EUA questionam fiabilidade dos aliados europeus
Os Estados Unidos e Israel lançaram ataques aéreos generalizados contra alvos em todo o Irão em 28 de fevereiro. Em resposta, Teerão fechou na prática o estreito de Ormuz, via marítima essencial por onde passa um quinto do petróleo e do gás comercializados no mundo.
Desde então, esta passagem marítima permanece praticamente paralisada, fazendo disparar os preços da energia e contribuindo para a instabilidade global.

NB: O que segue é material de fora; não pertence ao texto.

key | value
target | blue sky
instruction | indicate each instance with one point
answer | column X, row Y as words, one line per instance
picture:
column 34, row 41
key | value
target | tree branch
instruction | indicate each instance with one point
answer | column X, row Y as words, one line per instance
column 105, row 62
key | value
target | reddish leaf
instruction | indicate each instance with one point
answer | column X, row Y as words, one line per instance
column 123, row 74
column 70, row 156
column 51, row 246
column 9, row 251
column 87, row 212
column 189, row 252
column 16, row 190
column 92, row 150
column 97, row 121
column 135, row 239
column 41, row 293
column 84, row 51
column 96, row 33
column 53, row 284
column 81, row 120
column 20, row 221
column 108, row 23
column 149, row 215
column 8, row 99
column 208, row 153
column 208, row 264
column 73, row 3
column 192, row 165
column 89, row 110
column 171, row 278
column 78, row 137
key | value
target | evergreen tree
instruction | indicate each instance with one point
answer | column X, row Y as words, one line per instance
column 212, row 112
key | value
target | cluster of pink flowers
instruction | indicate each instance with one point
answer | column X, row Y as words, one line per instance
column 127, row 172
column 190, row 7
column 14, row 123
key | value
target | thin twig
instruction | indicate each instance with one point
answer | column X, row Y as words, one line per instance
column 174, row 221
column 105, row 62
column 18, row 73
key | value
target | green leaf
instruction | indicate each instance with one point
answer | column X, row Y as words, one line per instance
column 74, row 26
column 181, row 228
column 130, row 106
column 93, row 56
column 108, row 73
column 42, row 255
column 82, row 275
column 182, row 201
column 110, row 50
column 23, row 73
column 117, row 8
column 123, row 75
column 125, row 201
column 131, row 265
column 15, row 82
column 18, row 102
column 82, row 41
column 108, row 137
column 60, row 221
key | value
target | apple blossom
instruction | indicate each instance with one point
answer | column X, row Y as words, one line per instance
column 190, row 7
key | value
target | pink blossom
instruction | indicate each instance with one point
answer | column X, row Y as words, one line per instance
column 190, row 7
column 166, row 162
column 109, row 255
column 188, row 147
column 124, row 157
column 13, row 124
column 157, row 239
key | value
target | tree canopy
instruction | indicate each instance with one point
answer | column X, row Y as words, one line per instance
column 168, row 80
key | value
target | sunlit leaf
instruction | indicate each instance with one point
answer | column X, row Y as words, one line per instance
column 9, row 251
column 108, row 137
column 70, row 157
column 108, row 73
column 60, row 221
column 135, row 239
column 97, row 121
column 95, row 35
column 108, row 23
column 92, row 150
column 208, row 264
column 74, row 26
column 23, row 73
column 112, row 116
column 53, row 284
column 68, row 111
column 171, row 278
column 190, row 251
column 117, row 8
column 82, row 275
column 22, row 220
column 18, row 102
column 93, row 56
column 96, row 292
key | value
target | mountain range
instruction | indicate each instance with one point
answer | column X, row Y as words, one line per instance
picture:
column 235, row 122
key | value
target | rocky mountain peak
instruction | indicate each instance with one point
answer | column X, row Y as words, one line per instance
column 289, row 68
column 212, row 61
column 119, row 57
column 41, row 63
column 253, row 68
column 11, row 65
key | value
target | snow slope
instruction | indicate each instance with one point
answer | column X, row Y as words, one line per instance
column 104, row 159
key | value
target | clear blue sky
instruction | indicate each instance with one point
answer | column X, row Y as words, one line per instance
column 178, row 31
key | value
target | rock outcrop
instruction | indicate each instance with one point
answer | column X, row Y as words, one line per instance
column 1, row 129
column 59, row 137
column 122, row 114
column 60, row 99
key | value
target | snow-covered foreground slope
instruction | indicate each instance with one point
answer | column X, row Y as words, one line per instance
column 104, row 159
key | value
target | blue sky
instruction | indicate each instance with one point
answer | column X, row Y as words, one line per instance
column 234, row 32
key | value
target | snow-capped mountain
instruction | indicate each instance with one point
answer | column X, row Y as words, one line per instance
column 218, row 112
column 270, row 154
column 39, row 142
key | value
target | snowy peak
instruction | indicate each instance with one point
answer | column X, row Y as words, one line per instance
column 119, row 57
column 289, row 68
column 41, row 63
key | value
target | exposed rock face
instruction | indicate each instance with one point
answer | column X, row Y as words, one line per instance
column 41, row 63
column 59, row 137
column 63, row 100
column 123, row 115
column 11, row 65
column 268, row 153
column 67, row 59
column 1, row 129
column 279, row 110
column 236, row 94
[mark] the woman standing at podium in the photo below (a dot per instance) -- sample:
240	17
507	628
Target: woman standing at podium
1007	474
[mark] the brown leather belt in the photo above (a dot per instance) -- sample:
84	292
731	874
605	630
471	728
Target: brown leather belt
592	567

Pudzer afirmou que o episódio levou Washington a questionar a fiabilidade e a confiança nos parceiros europeus, sublinhando: "Tudo o que queríamos era sobrevoar os países que defendemos e usar as bases aéreas... se não estão dispostos a fazer isso, a que é que estão [dispostos]?"
Relações transatlânticas ficam fragilizadas
Nas últimas semanas e meses, Trump tem deixado clara a sua indignação, qualificando nas redes sociais os aliados da NATO de "cobardes". Prometeu ainda "não esquecer" a forma como rejeitaram o pedido de apoio do exército norte-americano.

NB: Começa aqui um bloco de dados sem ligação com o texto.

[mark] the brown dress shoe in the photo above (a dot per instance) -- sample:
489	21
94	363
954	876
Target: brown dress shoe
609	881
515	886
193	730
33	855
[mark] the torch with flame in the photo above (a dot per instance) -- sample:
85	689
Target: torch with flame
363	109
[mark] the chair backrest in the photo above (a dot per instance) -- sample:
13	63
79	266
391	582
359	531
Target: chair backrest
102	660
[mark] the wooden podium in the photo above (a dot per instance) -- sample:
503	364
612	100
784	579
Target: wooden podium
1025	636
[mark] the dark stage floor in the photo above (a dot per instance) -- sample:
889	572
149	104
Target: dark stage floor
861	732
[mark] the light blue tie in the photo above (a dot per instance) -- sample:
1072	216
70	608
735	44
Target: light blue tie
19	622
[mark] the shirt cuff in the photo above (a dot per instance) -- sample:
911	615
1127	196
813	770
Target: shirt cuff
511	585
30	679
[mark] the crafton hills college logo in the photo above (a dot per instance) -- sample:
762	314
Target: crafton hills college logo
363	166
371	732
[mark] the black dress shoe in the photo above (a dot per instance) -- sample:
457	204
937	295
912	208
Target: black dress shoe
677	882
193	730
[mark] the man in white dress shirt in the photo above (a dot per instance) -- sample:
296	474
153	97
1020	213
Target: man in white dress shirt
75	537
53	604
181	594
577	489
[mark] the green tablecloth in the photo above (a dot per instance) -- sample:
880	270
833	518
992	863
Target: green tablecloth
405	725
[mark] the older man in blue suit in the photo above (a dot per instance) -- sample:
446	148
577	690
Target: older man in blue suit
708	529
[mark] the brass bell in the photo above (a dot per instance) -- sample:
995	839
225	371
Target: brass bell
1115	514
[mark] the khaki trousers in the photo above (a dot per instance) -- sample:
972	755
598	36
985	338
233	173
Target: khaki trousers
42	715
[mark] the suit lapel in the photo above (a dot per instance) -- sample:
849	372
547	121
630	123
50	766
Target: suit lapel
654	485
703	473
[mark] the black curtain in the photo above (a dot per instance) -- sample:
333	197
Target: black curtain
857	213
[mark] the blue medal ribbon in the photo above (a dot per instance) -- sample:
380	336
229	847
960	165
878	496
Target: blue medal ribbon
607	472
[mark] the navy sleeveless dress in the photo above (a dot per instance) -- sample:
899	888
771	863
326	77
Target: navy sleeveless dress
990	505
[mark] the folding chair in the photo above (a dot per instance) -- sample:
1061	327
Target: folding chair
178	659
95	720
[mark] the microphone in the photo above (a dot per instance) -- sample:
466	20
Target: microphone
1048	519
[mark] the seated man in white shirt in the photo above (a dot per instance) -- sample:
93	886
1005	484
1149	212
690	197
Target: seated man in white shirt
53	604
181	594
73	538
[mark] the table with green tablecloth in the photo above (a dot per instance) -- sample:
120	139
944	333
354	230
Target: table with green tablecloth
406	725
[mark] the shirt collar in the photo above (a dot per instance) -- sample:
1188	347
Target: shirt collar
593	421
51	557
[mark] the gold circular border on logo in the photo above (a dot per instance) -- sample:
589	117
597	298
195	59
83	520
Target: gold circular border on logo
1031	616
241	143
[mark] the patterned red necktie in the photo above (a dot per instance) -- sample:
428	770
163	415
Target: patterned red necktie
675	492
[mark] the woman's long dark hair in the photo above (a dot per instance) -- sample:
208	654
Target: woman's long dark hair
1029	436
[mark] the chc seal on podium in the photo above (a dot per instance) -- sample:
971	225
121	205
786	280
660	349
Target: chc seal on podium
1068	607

Desde então, Washington reduziu diversas capacidades militares norte-americanas colocadas à disposição da NATO para uso no continente europeu em tempo de guerra. Trump anunciou igualmente cortes no contingente estacionado na Europa, em plena disputa pública com o chanceler alemão, Frederic Merz, a propósito do Irão.
No final de abril, Merz afirmou que os negociadores da Casa Branca estavam a ser "humilhados" pela liderança iraniana.
"Uma nação inteira está a ser humilhada pela liderança iraniana, sobretudo por estes chamados Guardas da Revolução. Por isso, espero que isto termine o mais depressa possível", declarou Merz, criticando ainda os objetivos "mal concebidos" de Washington ao decidir iniciar a guerra.
Trump respondeu nas redes sociais que "o chanceler da Alemanha devia passar mais tempo a pôr fim à guerra entre Rússia e Ucrânia (onde tem sido totalmente ineficaz!) e a arranjar o seu país em ruínas".
Desde então, uma coligação internacional liderada pelo Reino Unido e por França, criada para reabrir o estreito quando terminarem as hostilidades, enviou meios e pessoal navais para a região.
A operação foi rapidamente montada, também numa tentativa de sarar a grave fratura provocada pela relutância inicial dos europeus.
Questionado sobre se considerava que a resposta inicial dos europeus foi "um grande erro perante um pedido pequeno", Pudzer respondeu: "Diria que é um ótimo resumo".